IBM, in the mainframe era, was very good at this. It was IBM policy that if you called anyone within IBM sales with a problem, it was the IBM employee's job to get you to the right people. All IBM salespeople had a little printed pocket book of phone numbers within IBM, a directory of contacts for various types of problems.

2 comments

Man, I can't upvote this enough. Say what you will about the IBM of old or new, when you called you didn't have to put up with this runaround of putting the onus on the potential customer. "Hi, IBM, I'd like to give you money." "Just a moment, sir, and the next person you speak with will be the one that can help you."

"Hi, Microsoft, I'd like to give you money but fuck me if I can figure out which SKU or how much." "You did it wrong, sir. You should have called this other number. Or you should have Googled it. But the last thing you should have done is called me, have a nice day. <click>"

I ran into this almost ten years ago trying to price the various SKUs we needed for Visual Studio. It was appallingly ridiculous how much time I spent on that, in contrast to just going to a web page, comparing features, click a few radio buttons, click "Buy", sorted. It was the last place I've worked since that I've had to beg Microsoft to take my money. Now they just plain don't get my money.

Signed, A very disappointed ex-MSFT employee and ex-shareholder

IBM is still like that. I called with an issue on an old iSeries machine[1] and mentioned that I might want to purchase a new one[2]. I got no less that 3 calls within 4 hours asking me about my purchasing needs and giving me exact prices and plans. They would be fine with taking my money.

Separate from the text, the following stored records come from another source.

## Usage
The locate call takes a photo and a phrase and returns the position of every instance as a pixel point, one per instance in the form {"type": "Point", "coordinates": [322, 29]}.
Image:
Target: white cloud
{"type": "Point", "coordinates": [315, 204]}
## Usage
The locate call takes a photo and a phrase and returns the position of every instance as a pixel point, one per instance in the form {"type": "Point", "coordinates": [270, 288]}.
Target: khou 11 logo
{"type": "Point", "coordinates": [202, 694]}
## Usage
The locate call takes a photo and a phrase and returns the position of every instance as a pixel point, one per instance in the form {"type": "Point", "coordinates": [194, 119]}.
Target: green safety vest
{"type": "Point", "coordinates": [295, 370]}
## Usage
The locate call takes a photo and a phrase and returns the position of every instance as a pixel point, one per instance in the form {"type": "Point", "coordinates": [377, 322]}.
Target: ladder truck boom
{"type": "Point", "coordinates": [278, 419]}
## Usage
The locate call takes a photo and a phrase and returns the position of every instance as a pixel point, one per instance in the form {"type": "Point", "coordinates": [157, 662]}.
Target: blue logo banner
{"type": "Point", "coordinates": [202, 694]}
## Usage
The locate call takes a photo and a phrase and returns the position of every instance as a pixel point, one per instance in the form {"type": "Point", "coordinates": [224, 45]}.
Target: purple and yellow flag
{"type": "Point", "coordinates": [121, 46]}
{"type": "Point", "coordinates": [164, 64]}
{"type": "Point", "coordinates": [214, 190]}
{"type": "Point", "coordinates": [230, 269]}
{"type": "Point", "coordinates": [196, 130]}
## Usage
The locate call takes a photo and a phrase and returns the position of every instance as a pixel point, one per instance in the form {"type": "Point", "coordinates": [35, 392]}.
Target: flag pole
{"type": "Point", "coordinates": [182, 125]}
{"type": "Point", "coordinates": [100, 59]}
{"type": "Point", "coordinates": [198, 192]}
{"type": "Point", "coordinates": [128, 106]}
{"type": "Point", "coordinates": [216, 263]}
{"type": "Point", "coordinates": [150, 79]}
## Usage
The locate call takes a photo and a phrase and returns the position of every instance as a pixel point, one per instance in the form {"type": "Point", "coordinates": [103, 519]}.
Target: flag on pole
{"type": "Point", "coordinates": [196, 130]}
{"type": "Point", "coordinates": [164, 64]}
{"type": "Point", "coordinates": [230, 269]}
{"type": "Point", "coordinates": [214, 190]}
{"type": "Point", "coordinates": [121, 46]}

1) I guess if the switch its connected to gets reset, the older version of the OS cannot reconnect automatically.

2) accounting software will make you buy strange things

I remember a friend of mine's company bought a $78k storage server around 1998, and one of the drives failed 4 months in, he called just to replace the drive and it took a call from the upstream vendor to get them to not try to sell them another >$70k storage server.
For the record, that hasn't been my experience with IBM; I used to get a pretty bad runaround, but perhaps that's changed - I stopped using their products as a result.
I took "mainframe era" to be roughly the 50s through 70s or 80s. Are you talking about the same time period?
No, I guess I'm talking about the post-mainframe era; perhaps the PC era.